Data Element: Organization Name Normalizer

An organization name normalizer can normalize organization name data for use in the corresponding organization name matcher.

Considerations

As needed, create the following:

Replacement String Lookup Table - This lookup table should account for inconsistencies in organization names by defining semantically equivalent strings (especially in the usage of apostrophes and quotation marks). It is often a good way to remove accent, quotation and apostrophe characters and normalize non-Latin characters. Refer to the topic Transformation Lookup Tables in the Resource Materials online help documentation. For example:

Note: Although Transformation Lookup Tables can be manually ordered in the workbench, regardless of the order of the rows, system processing transforms punctuation first, followed by alphabetic characters. For example, one row with ‘ and another row with ‘s processes the ‘ first, meaning that the ‘s entry is not processed because the ‘ has been removed already.

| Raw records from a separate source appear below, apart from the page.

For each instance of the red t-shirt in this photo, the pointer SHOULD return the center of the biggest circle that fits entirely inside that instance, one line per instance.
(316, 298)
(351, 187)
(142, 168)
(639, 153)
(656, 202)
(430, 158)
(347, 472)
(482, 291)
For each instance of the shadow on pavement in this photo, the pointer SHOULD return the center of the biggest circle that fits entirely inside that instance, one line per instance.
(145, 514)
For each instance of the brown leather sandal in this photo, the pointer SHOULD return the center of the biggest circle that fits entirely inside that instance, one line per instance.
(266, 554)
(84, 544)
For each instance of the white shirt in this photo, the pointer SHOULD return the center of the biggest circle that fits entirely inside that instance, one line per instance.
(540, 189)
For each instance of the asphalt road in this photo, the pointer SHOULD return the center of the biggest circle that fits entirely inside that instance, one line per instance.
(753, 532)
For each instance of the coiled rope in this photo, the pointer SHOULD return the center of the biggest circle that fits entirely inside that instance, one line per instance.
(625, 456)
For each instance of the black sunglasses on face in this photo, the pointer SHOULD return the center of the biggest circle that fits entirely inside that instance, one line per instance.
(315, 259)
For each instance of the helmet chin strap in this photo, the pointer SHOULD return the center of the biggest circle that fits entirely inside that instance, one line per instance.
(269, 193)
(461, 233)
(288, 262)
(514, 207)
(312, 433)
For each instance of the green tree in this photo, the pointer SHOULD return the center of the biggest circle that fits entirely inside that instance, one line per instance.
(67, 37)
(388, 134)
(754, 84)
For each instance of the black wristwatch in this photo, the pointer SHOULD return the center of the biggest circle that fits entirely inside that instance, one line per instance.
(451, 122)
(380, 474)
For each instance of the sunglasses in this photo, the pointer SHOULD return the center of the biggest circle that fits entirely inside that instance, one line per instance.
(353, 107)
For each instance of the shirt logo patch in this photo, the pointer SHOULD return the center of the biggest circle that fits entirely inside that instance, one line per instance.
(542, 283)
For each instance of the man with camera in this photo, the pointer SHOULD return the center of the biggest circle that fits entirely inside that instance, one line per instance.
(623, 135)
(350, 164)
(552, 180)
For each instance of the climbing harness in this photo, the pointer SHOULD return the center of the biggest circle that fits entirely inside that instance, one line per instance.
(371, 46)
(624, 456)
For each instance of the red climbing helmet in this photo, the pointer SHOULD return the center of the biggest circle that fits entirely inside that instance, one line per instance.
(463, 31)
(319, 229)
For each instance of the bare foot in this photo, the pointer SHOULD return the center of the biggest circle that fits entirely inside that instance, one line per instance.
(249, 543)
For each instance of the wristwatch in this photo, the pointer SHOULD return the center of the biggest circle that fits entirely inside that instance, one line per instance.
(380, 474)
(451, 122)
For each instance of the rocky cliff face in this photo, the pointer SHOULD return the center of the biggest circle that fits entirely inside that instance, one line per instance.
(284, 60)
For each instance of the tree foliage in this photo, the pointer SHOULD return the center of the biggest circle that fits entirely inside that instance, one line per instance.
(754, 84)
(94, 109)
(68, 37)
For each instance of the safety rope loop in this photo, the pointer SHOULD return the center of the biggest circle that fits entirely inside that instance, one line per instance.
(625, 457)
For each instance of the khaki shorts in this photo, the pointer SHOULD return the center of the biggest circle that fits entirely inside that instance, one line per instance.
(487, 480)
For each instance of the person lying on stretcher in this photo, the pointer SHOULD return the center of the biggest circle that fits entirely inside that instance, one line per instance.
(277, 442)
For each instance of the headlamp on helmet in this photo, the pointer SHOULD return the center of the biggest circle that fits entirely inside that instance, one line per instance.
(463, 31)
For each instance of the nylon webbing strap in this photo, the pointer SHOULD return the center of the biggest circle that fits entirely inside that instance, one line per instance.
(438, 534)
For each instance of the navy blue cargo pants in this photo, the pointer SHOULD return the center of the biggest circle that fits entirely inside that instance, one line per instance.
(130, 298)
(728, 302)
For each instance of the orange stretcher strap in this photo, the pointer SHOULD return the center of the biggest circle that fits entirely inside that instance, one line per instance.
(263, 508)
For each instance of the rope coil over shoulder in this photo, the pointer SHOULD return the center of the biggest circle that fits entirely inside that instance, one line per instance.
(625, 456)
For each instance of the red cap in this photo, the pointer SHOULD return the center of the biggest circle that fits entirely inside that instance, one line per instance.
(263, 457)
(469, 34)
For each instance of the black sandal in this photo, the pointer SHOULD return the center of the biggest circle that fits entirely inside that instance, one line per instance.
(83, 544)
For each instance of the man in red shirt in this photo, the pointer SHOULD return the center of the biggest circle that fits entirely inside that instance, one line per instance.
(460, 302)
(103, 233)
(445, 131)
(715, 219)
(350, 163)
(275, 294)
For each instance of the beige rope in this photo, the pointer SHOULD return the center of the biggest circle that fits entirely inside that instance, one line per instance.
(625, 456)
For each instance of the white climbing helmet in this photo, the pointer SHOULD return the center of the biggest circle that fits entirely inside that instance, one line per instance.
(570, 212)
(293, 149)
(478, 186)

Replacement Word Lookup Table - This lookup table is used for replacing or removing parts of an organization name that forms full words, like 'Inc' or 'Co'. When the normalizer runs, it replaces entire word occurrences of a 'From' entry to the 'To' entry sequentially from the first row to the last row. Refer to the topic Transformation Lookup Tables in the Resource Materials online help documentation. For example:

Name Split Regex - The default (\s+) splits on any 'white space' character like space, tab or line change, but can be modified to split on comma, semicolons or even '<multisep/>', depending on the source data.

Input

When configuring the data element:

The Organization Name Attribute field defines an attribute to be used as input.
The Input Parameters field allows selection of:
1. 'Use Attribute on Object' – by default, this option is set to ‘True’ and indicates to read attributes on the object itself. Click the Value dropdown to manually set it to 'False' when using information from a Data Container or an Input Normalizer.
2. 'Data Container' – read attributes from the data container.
3. 'Input Normalizer’ – read outputs from the selected Match Expression, as defined in the topic Matching Algorithms and Match Expressions.

Output

The output of an organization name normalizer is a java.util.Set< com.stibo.partydatamatching.domain.organizationname.OrganizationName>.

Functionality

The organization name normalizer automatically makes the following modifications to the organization name in the order listed for comparison purposes only:

Lower-case text
Apply the selected Replacement String Lookup Table - which case-insensitively replaces every substring occurrence of a 'From' entry in the Replacement String Lookup Table with the 'To' entry. Replacement is performed in the order of the table. This allows removal of characters, accents, quotations, or apostrophes. It can also be used to Romanize non-Latin characters.
Apply the selected Replacement Word Lookup Table, respecting the Name Split Regex as a word divider - which only makes replacements when entire words match the replacement table 'From' entry. Word divisions are defined by the Name Split Regex, to handle separation in the input by comma, <multisep/> tags, space, tabs, line feed, etc.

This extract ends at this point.